Summary: This U.S. Drought Monitor week saw minor modifications as the conterminous U.S. experienced relatively tranquil weather conditions. Some modest amounts of precipitation fell over the central Gulf Coast states, California and the Pacific Northwest while some lesser amounts were observed over portions of the Southeast and Mid-Atlantic states.

Overall, temperatures across much of the conterminous U.S. were well below normal except for portions of the Southeast, Mid-Atlantic, Northern Great Plains and the Upper Great Lakes region where temperatures were above average.

The northern Great Basin, Intermountain West and central Rocky Mountains experienced well-below-normal temperatures during the last week, and numerous records were broken.

In Alaska, temperatures were well above normal during the last week, while the Hawaiian Islands experienced generally cooler-than-normal conditions.

Looking Ahead: For the remainder of the week, the conterminous U.S. will shift toward a more active weather pattern.
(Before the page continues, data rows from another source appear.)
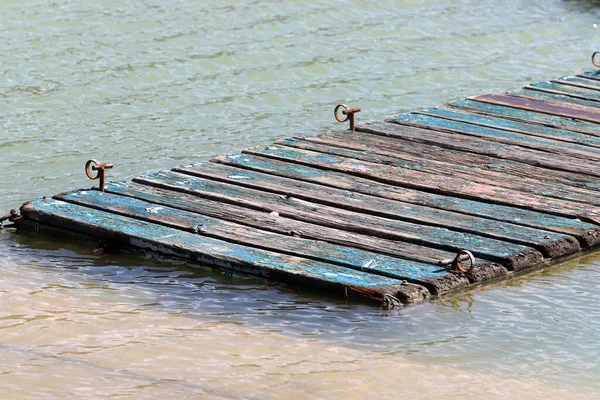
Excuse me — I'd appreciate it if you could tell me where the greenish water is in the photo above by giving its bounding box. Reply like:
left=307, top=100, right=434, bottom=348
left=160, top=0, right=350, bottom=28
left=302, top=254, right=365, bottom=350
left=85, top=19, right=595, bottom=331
left=0, top=0, right=600, bottom=398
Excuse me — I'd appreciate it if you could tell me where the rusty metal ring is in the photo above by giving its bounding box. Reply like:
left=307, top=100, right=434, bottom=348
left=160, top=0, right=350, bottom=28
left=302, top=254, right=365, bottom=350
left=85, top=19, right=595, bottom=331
left=333, top=104, right=350, bottom=122
left=85, top=160, right=100, bottom=180
left=453, top=250, right=475, bottom=273
left=592, top=51, right=600, bottom=68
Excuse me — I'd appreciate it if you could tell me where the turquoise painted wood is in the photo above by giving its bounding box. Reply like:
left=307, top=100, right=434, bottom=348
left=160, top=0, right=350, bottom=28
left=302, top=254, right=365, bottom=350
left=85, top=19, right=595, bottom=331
left=470, top=94, right=600, bottom=123
left=22, top=199, right=422, bottom=295
left=55, top=190, right=450, bottom=283
left=213, top=154, right=597, bottom=241
left=419, top=108, right=600, bottom=148
left=175, top=163, right=575, bottom=257
left=106, top=182, right=468, bottom=265
left=552, top=76, right=600, bottom=90
left=508, top=87, right=598, bottom=110
left=527, top=81, right=600, bottom=101
left=134, top=171, right=548, bottom=267
left=395, top=113, right=600, bottom=161
left=449, top=100, right=600, bottom=136
left=16, top=72, right=600, bottom=303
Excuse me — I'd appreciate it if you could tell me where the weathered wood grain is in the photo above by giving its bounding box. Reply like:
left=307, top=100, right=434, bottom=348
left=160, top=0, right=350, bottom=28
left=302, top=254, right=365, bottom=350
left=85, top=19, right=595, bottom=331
left=393, top=113, right=600, bottom=164
left=308, top=132, right=600, bottom=193
left=54, top=190, right=462, bottom=294
left=244, top=146, right=600, bottom=225
left=550, top=76, right=600, bottom=90
left=448, top=100, right=600, bottom=136
left=175, top=159, right=574, bottom=253
left=356, top=122, right=600, bottom=177
left=106, top=182, right=478, bottom=280
left=524, top=81, right=600, bottom=102
left=469, top=94, right=600, bottom=123
left=508, top=86, right=598, bottom=110
left=21, top=199, right=429, bottom=301
left=134, top=171, right=548, bottom=269
left=417, top=107, right=600, bottom=148
left=213, top=154, right=600, bottom=246
left=277, top=139, right=600, bottom=205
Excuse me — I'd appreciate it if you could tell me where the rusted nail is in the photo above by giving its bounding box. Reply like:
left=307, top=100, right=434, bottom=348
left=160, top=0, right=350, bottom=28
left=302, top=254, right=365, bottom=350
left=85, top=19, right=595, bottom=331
left=438, top=250, right=475, bottom=273
left=0, top=209, right=21, bottom=229
left=333, top=104, right=360, bottom=132
left=85, top=160, right=114, bottom=192
left=592, top=51, right=600, bottom=68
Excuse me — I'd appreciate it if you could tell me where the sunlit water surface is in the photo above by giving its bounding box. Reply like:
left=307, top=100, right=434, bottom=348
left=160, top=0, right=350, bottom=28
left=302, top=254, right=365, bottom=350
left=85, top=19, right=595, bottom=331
left=0, top=0, right=600, bottom=399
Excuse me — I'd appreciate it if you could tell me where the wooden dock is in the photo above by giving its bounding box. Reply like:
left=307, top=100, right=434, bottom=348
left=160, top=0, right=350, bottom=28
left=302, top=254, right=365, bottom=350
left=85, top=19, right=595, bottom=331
left=16, top=72, right=600, bottom=306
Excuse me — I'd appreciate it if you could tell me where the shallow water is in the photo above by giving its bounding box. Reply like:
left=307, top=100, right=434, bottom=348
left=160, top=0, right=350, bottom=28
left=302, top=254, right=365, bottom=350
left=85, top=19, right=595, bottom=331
left=0, top=0, right=600, bottom=398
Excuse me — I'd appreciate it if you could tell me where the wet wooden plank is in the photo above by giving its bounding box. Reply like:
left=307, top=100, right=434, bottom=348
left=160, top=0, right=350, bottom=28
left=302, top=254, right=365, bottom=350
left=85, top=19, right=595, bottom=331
left=418, top=107, right=600, bottom=148
left=175, top=159, right=574, bottom=257
left=21, top=199, right=429, bottom=302
left=277, top=139, right=600, bottom=205
left=244, top=144, right=600, bottom=225
left=508, top=87, right=598, bottom=110
left=106, top=182, right=476, bottom=282
left=356, top=122, right=600, bottom=177
left=54, top=190, right=460, bottom=285
left=550, top=76, right=600, bottom=90
left=308, top=132, right=600, bottom=193
left=577, top=71, right=600, bottom=81
left=469, top=94, right=600, bottom=124
left=448, top=100, right=600, bottom=136
left=524, top=81, right=600, bottom=102
left=392, top=111, right=600, bottom=162
left=134, top=171, right=548, bottom=269
left=213, top=154, right=600, bottom=246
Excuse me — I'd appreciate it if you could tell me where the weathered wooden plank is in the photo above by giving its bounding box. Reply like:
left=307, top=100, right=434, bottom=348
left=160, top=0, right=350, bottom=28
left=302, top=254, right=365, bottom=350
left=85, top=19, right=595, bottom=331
left=134, top=171, right=548, bottom=269
left=21, top=199, right=429, bottom=302
left=418, top=108, right=600, bottom=148
left=106, top=182, right=474, bottom=272
left=244, top=146, right=600, bottom=225
left=174, top=159, right=574, bottom=253
left=550, top=76, right=600, bottom=90
left=524, top=81, right=600, bottom=106
left=469, top=94, right=600, bottom=124
left=356, top=122, right=600, bottom=177
left=277, top=139, right=600, bottom=205
left=508, top=86, right=598, bottom=110
left=577, top=71, right=600, bottom=80
left=310, top=132, right=600, bottom=192
left=213, top=150, right=600, bottom=246
left=448, top=100, right=600, bottom=136
left=393, top=113, right=600, bottom=163
left=54, top=190, right=460, bottom=286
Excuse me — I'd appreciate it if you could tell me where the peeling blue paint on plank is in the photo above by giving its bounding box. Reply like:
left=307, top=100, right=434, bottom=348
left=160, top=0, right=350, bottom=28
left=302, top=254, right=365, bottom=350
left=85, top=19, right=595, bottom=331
left=449, top=100, right=600, bottom=136
left=175, top=159, right=573, bottom=252
left=134, top=171, right=548, bottom=265
left=508, top=88, right=599, bottom=110
left=526, top=82, right=600, bottom=101
left=396, top=113, right=600, bottom=160
left=23, top=199, right=418, bottom=290
left=420, top=108, right=600, bottom=148
left=57, top=190, right=449, bottom=281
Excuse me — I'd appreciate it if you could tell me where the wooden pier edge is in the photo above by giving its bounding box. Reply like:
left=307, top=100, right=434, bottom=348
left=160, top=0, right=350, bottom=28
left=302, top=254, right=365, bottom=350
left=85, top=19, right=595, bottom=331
left=13, top=72, right=600, bottom=307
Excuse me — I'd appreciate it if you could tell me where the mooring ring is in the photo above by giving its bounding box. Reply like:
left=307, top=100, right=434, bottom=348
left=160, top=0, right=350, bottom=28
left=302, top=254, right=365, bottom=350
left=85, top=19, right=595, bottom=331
left=333, top=104, right=350, bottom=122
left=592, top=51, right=600, bottom=68
left=85, top=160, right=100, bottom=180
left=452, top=250, right=475, bottom=273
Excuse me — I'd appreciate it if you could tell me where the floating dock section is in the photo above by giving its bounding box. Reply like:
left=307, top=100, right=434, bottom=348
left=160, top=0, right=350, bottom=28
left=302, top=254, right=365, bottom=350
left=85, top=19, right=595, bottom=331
left=12, top=72, right=600, bottom=306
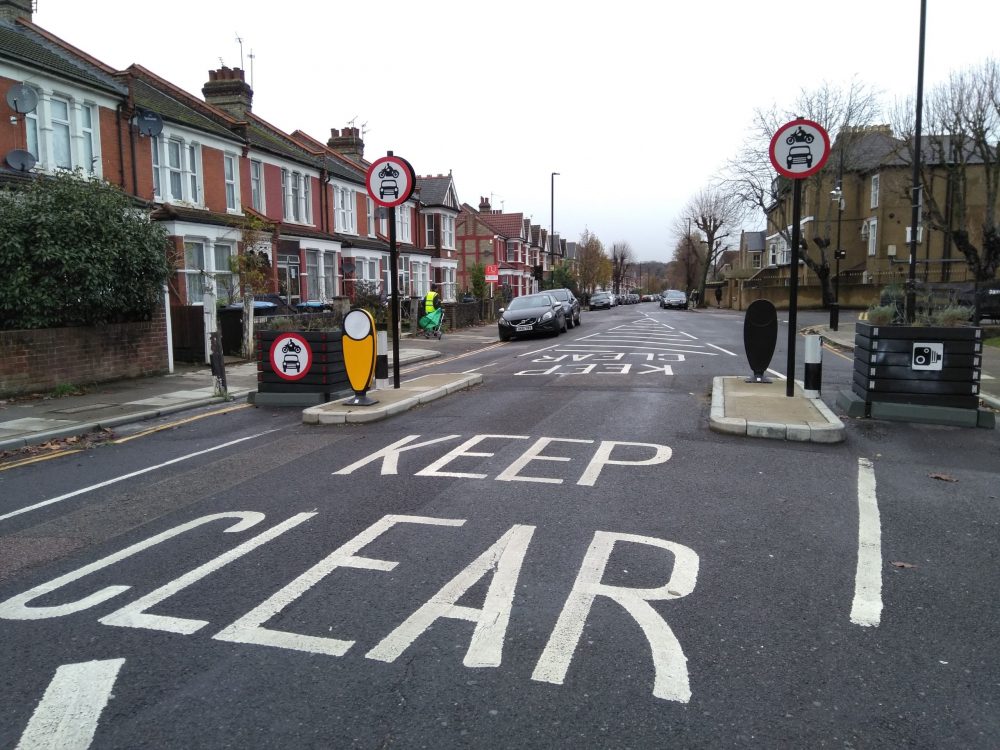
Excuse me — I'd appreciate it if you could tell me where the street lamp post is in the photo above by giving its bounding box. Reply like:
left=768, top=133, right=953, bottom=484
left=549, top=172, right=559, bottom=286
left=830, top=179, right=845, bottom=331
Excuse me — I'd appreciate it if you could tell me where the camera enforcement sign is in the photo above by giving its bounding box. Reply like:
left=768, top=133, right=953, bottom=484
left=910, top=341, right=944, bottom=370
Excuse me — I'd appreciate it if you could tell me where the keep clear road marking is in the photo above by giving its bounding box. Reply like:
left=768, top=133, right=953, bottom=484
left=851, top=458, right=882, bottom=628
left=16, top=659, right=125, bottom=750
left=0, top=430, right=277, bottom=521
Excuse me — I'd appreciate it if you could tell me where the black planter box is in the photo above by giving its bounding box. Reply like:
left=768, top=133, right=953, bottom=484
left=255, top=330, right=352, bottom=405
left=852, top=321, right=983, bottom=414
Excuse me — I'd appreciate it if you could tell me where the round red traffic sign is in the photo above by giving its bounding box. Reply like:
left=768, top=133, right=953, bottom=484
left=768, top=118, right=830, bottom=180
left=365, top=156, right=417, bottom=208
left=269, top=332, right=312, bottom=380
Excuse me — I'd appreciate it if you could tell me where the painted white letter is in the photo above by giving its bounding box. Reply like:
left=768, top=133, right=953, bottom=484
left=497, top=438, right=594, bottom=484
left=212, top=515, right=465, bottom=656
left=0, top=511, right=264, bottom=620
left=414, top=435, right=528, bottom=479
left=98, top=513, right=316, bottom=635
left=577, top=440, right=672, bottom=487
left=365, top=525, right=535, bottom=667
left=531, top=531, right=698, bottom=703
left=333, top=435, right=461, bottom=476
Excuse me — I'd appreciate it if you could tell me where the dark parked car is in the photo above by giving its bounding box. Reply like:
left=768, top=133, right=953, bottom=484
left=660, top=289, right=687, bottom=310
left=590, top=292, right=614, bottom=310
left=545, top=289, right=580, bottom=328
left=497, top=292, right=566, bottom=341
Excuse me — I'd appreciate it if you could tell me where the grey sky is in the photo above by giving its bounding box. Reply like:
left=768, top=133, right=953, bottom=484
left=34, top=0, right=1000, bottom=261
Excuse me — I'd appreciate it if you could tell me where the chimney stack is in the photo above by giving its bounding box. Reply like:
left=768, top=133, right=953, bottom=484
left=0, top=0, right=34, bottom=21
left=326, top=125, right=365, bottom=164
left=201, top=65, right=253, bottom=120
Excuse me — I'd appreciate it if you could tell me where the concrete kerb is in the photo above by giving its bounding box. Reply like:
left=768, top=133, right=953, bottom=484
left=709, top=376, right=846, bottom=443
left=302, top=373, right=483, bottom=425
left=0, top=389, right=250, bottom=451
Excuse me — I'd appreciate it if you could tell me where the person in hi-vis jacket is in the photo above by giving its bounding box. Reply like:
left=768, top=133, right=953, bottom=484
left=424, top=284, right=441, bottom=315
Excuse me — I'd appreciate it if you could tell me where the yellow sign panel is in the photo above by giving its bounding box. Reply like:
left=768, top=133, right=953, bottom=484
left=342, top=309, right=376, bottom=394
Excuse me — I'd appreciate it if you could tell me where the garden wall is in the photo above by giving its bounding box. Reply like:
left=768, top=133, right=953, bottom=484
left=0, top=307, right=168, bottom=396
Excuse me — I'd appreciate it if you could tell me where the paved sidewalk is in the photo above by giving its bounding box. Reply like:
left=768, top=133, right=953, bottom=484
left=0, top=342, right=441, bottom=452
left=802, top=323, right=1000, bottom=409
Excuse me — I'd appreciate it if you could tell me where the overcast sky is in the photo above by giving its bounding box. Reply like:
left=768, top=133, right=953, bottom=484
left=34, top=0, right=1000, bottom=261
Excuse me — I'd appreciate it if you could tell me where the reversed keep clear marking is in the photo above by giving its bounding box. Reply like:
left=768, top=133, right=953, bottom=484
left=0, top=430, right=277, bottom=521
left=16, top=659, right=125, bottom=750
left=851, top=458, right=882, bottom=627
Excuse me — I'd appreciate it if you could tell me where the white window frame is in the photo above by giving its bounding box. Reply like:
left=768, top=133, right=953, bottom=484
left=302, top=174, right=312, bottom=224
left=77, top=104, right=99, bottom=175
left=49, top=96, right=74, bottom=169
left=250, top=159, right=265, bottom=213
left=396, top=204, right=413, bottom=244
left=868, top=219, right=878, bottom=258
left=441, top=214, right=455, bottom=250
left=163, top=138, right=184, bottom=201
left=184, top=141, right=201, bottom=205
left=424, top=214, right=436, bottom=247
left=333, top=186, right=358, bottom=234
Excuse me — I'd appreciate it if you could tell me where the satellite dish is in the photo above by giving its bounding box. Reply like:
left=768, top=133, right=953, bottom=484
left=7, top=148, right=38, bottom=172
left=135, top=109, right=163, bottom=138
left=7, top=83, right=38, bottom=115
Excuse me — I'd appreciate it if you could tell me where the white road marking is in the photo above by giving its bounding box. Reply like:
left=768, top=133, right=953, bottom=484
left=851, top=458, right=882, bottom=627
left=98, top=512, right=316, bottom=635
left=16, top=659, right=125, bottom=750
left=531, top=531, right=698, bottom=703
left=365, top=525, right=535, bottom=667
left=705, top=344, right=738, bottom=357
left=0, top=511, right=264, bottom=620
left=0, top=430, right=277, bottom=521
left=212, top=515, right=465, bottom=656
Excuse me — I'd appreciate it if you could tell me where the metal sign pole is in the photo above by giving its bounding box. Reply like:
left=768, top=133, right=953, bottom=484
left=785, top=180, right=802, bottom=396
left=386, top=207, right=399, bottom=388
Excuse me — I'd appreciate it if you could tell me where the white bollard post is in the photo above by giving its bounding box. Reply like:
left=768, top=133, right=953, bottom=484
left=375, top=331, right=390, bottom=391
left=802, top=334, right=823, bottom=398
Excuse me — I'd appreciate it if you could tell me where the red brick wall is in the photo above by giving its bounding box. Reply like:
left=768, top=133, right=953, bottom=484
left=0, top=307, right=167, bottom=396
left=201, top=146, right=226, bottom=213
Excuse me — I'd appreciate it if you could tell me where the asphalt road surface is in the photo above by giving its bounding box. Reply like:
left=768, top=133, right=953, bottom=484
left=0, top=304, right=1000, bottom=748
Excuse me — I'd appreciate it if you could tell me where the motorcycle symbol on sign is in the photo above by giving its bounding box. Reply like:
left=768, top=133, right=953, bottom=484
left=785, top=125, right=816, bottom=145
left=378, top=164, right=399, bottom=198
left=281, top=339, right=302, bottom=372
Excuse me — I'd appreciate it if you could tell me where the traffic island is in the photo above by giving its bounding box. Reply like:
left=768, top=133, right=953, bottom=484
left=709, top=376, right=845, bottom=443
left=302, top=373, right=483, bottom=424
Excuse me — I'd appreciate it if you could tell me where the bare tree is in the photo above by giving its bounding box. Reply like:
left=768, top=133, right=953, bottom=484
left=667, top=232, right=705, bottom=294
left=576, top=229, right=610, bottom=296
left=895, top=59, right=1000, bottom=296
left=680, top=187, right=745, bottom=305
left=723, top=79, right=881, bottom=304
left=611, top=242, right=632, bottom=294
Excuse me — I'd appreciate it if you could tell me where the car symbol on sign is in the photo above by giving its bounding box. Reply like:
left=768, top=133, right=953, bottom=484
left=378, top=180, right=399, bottom=198
left=785, top=146, right=812, bottom=169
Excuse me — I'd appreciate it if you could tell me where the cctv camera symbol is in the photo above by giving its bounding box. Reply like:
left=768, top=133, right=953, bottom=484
left=913, top=346, right=941, bottom=367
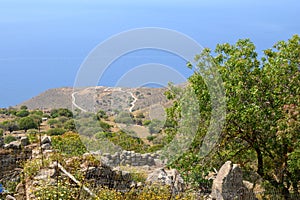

The NWS HPC 5-Day Quantitative Precipitation Forecast (QPF) calls for heavy precipitation to fall over eastern Texas as well as portions of the Lower Mississippi and Ohio Valleys.

The Pacific Northwest will remain in an active pattern this week as will the Northern Rockies.

Temperatures are forecasted to be above average east of the Rockies while most of the West will continue to remain well below normal.

The 6–10 day outlooks call for a high probability of below-normal precipitation west of the Rockies and an elevated probability of above-normal precipitation in the eastern half of the conterminous U.S.

In Alaska, the 6–10 day forecasts call for an elevated probability of above-normal precipitation and temperatures.